Swing Time Records was a United States–based record label active in the late 1940s and early 1950s. The label was founded by Jack Lauderdale in 1947 as Down Beat Records and was headquartered in Los Angeles, California. In approximately October 1949 the name was changed to Swing Beat Records, and around March 1950 the name was changed again to Swing Time. The company went bankrupt in 1953 but continued releasing singles as late as February 1954.

Ray Charles, Percy Mayfield, Lowell Fulson, and other rhythm and blues and swing era artists of the 1940s first recorded for this company. It is possible to find certain releases on more than one label name.

==Leasing, purchasing, reissuing, signings==
Lauderdale started his label by recording the Lucky Thompson Quartet with Dodo Marmarosa in late 1946 (releasing three discs during 1947). Felix Gross & His Sextet were another early signing (releasing eight discs during 1947 through 1949). He then leased/reissued recordings by the Five Soul Stirrers from Bronze Records (releasing three discs in 1947). Next up was the leasing/reissuing of Lowell Fulson's recordings for Bob Geddins' Big Town/Down Town/Cava-Tone group of labels and the Bob Geddins/Rene LaMarre-partnered Trilon label (a total of 12 discs were released starting in 1947 through 1949). Jack also got masters of Jimmy McCracklin & His Blues Blasters from Trilon.

In 1950 Lauderdale purchased all the master recordings by the Charles Brown-led Johnny Moore's Three Blazers from Leon René's Exclusive Records, plus the masters by Brown's ex-wife, Mabel Scott. Lauderdale purchased Al Patrick's defunct Supreme Records label and reissued recordings by Jimmy Witherspoon with Jay McShann's band (featuring Louis Speiginer on guitar), Paula Watson, Percy Mayfield, Floyd Dixon with bass player Eddie Williams' trio (The Brown Buddies), Sister Emily Bram, the Stars of Harmony gospel group, and Maxwell Davis' band with Marshal Royal starting in late 1950 through 1951.

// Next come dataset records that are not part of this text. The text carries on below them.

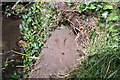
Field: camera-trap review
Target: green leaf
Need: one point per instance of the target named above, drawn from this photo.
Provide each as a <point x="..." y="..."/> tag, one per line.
<point x="105" y="14"/>
<point x="108" y="7"/>
<point x="93" y="35"/>
<point x="62" y="27"/>
<point x="112" y="17"/>
<point x="29" y="19"/>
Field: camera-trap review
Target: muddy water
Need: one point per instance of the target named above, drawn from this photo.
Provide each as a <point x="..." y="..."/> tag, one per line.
<point x="59" y="58"/>
<point x="10" y="36"/>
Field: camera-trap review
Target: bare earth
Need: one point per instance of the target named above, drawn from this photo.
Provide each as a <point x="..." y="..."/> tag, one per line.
<point x="59" y="58"/>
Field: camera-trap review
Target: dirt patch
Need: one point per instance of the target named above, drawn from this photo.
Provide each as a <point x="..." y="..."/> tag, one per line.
<point x="59" y="58"/>
<point x="66" y="48"/>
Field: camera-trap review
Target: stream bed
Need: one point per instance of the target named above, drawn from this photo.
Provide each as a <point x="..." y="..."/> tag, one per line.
<point x="10" y="36"/>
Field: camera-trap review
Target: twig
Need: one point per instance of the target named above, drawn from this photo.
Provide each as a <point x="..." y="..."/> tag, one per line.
<point x="24" y="55"/>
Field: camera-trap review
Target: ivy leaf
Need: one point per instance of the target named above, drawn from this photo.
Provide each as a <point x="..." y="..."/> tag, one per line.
<point x="105" y="14"/>
<point x="62" y="27"/>
<point x="108" y="7"/>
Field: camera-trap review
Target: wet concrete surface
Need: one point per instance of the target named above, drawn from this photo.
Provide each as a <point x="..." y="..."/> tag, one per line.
<point x="60" y="56"/>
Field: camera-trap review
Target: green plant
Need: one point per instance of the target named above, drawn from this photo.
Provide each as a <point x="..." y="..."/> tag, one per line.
<point x="103" y="59"/>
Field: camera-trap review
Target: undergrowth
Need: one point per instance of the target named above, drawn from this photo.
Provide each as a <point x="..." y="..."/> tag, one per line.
<point x="103" y="55"/>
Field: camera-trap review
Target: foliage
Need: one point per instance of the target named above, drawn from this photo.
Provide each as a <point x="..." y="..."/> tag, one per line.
<point x="34" y="27"/>
<point x="36" y="23"/>
<point x="104" y="55"/>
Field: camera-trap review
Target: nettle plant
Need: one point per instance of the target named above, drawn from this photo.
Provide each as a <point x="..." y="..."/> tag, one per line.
<point x="36" y="21"/>
<point x="104" y="61"/>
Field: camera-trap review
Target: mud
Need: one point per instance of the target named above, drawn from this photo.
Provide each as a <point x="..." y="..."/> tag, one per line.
<point x="59" y="58"/>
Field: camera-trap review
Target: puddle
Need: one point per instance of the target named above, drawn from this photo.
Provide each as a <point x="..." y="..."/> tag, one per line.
<point x="59" y="58"/>
<point x="10" y="36"/>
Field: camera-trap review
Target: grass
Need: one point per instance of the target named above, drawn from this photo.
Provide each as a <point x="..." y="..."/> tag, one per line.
<point x="103" y="59"/>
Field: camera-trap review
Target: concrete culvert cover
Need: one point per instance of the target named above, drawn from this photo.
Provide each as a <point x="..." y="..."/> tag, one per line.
<point x="59" y="58"/>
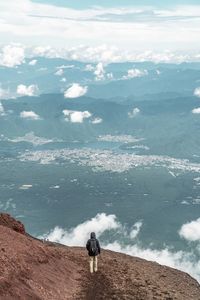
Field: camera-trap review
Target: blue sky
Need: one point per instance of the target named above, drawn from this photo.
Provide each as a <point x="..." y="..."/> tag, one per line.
<point x="129" y="26"/>
<point x="116" y="3"/>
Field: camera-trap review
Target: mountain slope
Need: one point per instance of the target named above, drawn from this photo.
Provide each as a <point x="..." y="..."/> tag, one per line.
<point x="32" y="269"/>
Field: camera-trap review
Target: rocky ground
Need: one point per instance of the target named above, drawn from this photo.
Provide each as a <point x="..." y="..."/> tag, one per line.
<point x="32" y="269"/>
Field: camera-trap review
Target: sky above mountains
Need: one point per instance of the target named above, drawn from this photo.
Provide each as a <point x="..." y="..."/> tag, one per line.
<point x="126" y="25"/>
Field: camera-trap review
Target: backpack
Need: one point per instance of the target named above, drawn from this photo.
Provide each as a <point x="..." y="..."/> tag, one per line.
<point x="93" y="247"/>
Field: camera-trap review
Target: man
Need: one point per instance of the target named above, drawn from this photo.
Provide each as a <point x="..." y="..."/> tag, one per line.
<point x="94" y="249"/>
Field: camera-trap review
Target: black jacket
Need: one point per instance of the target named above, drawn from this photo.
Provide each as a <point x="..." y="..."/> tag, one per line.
<point x="88" y="245"/>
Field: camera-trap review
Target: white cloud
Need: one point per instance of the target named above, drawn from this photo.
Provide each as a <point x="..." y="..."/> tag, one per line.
<point x="24" y="90"/>
<point x="191" y="231"/>
<point x="132" y="73"/>
<point x="75" y="91"/>
<point x="33" y="62"/>
<point x="96" y="121"/>
<point x="2" y="111"/>
<point x="135" y="230"/>
<point x="11" y="56"/>
<point x="89" y="68"/>
<point x="76" y="116"/>
<point x="148" y="27"/>
<point x="30" y="115"/>
<point x="197" y="92"/>
<point x="134" y="112"/>
<point x="99" y="71"/>
<point x="109" y="75"/>
<point x="30" y="137"/>
<point x="60" y="72"/>
<point x="4" y="94"/>
<point x="196" y="110"/>
<point x="77" y="236"/>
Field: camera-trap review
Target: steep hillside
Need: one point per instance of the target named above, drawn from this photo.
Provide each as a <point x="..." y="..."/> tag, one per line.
<point x="32" y="269"/>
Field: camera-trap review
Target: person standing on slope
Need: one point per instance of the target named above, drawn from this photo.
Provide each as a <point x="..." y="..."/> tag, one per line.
<point x="94" y="249"/>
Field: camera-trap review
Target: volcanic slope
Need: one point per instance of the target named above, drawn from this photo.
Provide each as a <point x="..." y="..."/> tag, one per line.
<point x="33" y="269"/>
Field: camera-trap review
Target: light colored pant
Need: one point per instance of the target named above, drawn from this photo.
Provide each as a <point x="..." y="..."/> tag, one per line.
<point x="93" y="264"/>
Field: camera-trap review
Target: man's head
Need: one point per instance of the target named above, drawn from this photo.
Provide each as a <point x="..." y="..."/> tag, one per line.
<point x="92" y="235"/>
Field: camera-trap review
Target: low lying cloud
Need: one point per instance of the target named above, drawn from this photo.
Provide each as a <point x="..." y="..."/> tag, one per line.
<point x="75" y="91"/>
<point x="196" y="110"/>
<point x="32" y="62"/>
<point x="59" y="72"/>
<point x="134" y="112"/>
<point x="30" y="115"/>
<point x="2" y="111"/>
<point x="197" y="92"/>
<point x="126" y="241"/>
<point x="12" y="55"/>
<point x="76" y="116"/>
<point x="4" y="94"/>
<point x="96" y="121"/>
<point x="191" y="231"/>
<point x="99" y="72"/>
<point x="31" y="90"/>
<point x="79" y="235"/>
<point x="133" y="73"/>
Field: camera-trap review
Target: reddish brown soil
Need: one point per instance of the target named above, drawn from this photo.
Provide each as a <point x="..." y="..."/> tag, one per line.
<point x="31" y="269"/>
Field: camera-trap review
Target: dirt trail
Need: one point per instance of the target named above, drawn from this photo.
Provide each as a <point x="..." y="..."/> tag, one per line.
<point x="32" y="269"/>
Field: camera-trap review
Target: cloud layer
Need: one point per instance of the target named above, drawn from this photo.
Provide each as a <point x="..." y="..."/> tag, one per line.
<point x="30" y="115"/>
<point x="75" y="91"/>
<point x="102" y="223"/>
<point x="191" y="231"/>
<point x="76" y="116"/>
<point x="31" y="90"/>
<point x="134" y="28"/>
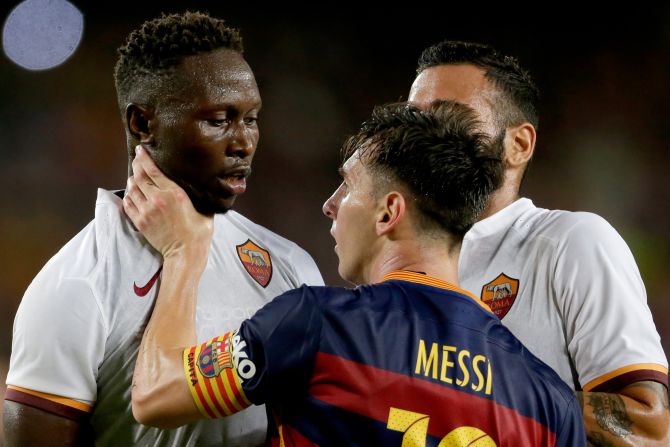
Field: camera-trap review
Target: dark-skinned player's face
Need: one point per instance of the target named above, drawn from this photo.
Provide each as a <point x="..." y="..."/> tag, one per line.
<point x="206" y="129"/>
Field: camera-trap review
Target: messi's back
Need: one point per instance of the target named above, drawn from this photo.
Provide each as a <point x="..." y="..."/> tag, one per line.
<point x="415" y="358"/>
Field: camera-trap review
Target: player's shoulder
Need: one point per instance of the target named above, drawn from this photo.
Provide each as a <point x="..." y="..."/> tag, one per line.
<point x="566" y="226"/>
<point x="85" y="256"/>
<point x="268" y="239"/>
<point x="81" y="254"/>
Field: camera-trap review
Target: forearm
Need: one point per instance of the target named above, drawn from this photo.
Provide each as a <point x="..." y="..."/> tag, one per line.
<point x="160" y="393"/>
<point x="637" y="415"/>
<point x="20" y="423"/>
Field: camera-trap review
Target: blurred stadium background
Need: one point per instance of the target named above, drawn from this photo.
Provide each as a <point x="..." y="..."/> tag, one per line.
<point x="603" y="138"/>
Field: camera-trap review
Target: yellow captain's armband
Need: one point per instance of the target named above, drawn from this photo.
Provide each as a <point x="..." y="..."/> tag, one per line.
<point x="212" y="373"/>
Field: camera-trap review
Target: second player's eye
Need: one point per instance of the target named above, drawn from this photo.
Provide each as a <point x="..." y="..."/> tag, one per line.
<point x="217" y="122"/>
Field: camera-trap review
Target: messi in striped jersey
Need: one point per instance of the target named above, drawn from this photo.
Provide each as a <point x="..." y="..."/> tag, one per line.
<point x="405" y="359"/>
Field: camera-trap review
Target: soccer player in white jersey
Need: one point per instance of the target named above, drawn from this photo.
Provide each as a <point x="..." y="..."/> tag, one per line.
<point x="565" y="283"/>
<point x="187" y="95"/>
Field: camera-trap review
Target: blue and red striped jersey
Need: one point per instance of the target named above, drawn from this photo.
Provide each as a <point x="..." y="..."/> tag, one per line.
<point x="412" y="360"/>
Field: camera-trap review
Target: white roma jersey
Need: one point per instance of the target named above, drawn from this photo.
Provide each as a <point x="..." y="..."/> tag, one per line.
<point x="566" y="284"/>
<point x="79" y="325"/>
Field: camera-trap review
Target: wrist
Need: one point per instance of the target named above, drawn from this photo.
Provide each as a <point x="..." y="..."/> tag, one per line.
<point x="191" y="257"/>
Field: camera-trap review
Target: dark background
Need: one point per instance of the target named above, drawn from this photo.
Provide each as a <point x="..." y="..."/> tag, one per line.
<point x="603" y="136"/>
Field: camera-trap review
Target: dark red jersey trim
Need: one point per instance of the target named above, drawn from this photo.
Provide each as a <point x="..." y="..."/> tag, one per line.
<point x="622" y="381"/>
<point x="46" y="405"/>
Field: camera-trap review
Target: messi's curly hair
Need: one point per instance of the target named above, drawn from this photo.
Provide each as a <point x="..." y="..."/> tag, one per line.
<point x="152" y="51"/>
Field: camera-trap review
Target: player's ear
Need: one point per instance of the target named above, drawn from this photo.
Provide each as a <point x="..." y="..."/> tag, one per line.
<point x="139" y="120"/>
<point x="390" y="212"/>
<point x="519" y="144"/>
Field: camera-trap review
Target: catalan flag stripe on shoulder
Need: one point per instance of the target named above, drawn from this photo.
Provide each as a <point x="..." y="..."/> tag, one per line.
<point x="212" y="378"/>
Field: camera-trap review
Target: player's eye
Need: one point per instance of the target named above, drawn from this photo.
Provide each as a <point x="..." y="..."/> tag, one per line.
<point x="217" y="122"/>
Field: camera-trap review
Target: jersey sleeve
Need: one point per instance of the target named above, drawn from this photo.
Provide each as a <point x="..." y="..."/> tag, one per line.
<point x="270" y="356"/>
<point x="572" y="432"/>
<point x="610" y="331"/>
<point x="58" y="343"/>
<point x="307" y="271"/>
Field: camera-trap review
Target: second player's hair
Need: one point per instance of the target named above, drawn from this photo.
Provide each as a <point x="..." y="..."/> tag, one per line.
<point x="519" y="96"/>
<point x="438" y="157"/>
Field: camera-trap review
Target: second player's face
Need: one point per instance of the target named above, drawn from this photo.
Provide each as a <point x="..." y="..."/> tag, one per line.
<point x="462" y="83"/>
<point x="207" y="132"/>
<point x="352" y="208"/>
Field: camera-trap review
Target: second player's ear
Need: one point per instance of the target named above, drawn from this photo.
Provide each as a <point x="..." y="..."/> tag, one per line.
<point x="520" y="144"/>
<point x="139" y="120"/>
<point x="390" y="212"/>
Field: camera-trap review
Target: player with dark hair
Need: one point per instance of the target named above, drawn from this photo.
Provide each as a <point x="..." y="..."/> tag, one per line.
<point x="186" y="93"/>
<point x="565" y="283"/>
<point x="407" y="359"/>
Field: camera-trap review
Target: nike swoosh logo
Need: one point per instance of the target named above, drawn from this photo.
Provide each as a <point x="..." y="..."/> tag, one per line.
<point x="142" y="291"/>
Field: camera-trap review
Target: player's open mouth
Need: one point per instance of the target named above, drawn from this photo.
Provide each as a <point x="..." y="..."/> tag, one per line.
<point x="236" y="181"/>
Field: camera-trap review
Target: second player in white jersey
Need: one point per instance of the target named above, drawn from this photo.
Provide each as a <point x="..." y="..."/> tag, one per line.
<point x="79" y="325"/>
<point x="567" y="286"/>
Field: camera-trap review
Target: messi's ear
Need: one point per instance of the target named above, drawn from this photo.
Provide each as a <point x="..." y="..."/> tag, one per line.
<point x="140" y="121"/>
<point x="391" y="211"/>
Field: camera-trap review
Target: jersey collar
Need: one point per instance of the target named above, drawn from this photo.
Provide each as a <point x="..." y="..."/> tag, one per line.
<point x="422" y="278"/>
<point x="504" y="218"/>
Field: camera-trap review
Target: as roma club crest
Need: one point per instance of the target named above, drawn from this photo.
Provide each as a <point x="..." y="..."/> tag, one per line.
<point x="256" y="262"/>
<point x="500" y="294"/>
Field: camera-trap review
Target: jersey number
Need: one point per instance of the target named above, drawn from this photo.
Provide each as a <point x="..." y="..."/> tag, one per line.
<point x="415" y="427"/>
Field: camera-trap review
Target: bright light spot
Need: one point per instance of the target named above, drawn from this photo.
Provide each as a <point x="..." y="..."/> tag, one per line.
<point x="41" y="34"/>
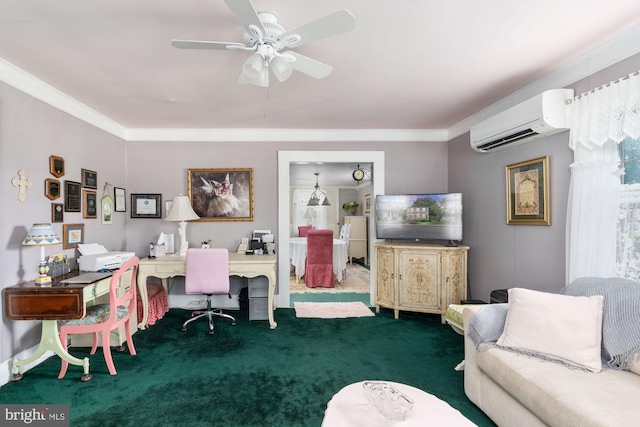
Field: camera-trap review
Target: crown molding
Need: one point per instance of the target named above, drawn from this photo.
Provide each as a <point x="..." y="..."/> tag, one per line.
<point x="29" y="84"/>
<point x="287" y="135"/>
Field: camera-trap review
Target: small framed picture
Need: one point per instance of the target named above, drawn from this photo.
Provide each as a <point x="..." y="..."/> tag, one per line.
<point x="52" y="188"/>
<point x="528" y="192"/>
<point x="72" y="196"/>
<point x="106" y="211"/>
<point x="146" y="206"/>
<point x="56" y="166"/>
<point x="90" y="204"/>
<point x="72" y="235"/>
<point x="57" y="212"/>
<point x="120" y="203"/>
<point x="89" y="179"/>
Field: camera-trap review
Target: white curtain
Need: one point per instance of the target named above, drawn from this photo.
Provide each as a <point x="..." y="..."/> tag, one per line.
<point x="598" y="121"/>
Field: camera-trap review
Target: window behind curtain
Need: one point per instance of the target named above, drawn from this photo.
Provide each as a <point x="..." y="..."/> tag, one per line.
<point x="628" y="225"/>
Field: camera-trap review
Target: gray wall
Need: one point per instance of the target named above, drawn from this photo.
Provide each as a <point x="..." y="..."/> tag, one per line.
<point x="30" y="132"/>
<point x="504" y="256"/>
<point x="501" y="255"/>
<point x="161" y="167"/>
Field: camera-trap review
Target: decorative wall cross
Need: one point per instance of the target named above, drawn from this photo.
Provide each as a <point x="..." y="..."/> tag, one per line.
<point x="23" y="182"/>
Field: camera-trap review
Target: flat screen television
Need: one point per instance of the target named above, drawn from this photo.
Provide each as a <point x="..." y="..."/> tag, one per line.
<point x="419" y="217"/>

Added to all this activity was the signing of pianist Lloyd Glenn as recording artist/house band leader/session arranger and label A&R man. Also signed-up were Pete Johnson's band with Big Joe Turner, and the Maxin/Maxim Trio with Ray Charles. Dexter Gordon's quintet with Wardell Gray recorded a session (releasing two discs), and songwriter/bass player Shifty Henry recorded for the Swing Time label (one disc released in 1950). Two late signings were Play Boy Thomas (two discs recorded/released in 1953), and the Hollywood Flames featuring Bobby Byrd (one disc in 1954).

Several Swing Time recordings (i.e. all the holiday singles) were given permanent lease to Hollywood Records.

==Numbering system==
The Down Beat/Swing Beat/Swing Time Records numbering system ran from No. 100 (1947) through No. 347 (1954). Lauderdale also started up a subsidiary label in late 1952: his Flame Records numbering system ran from No. 1001 through No. 1009.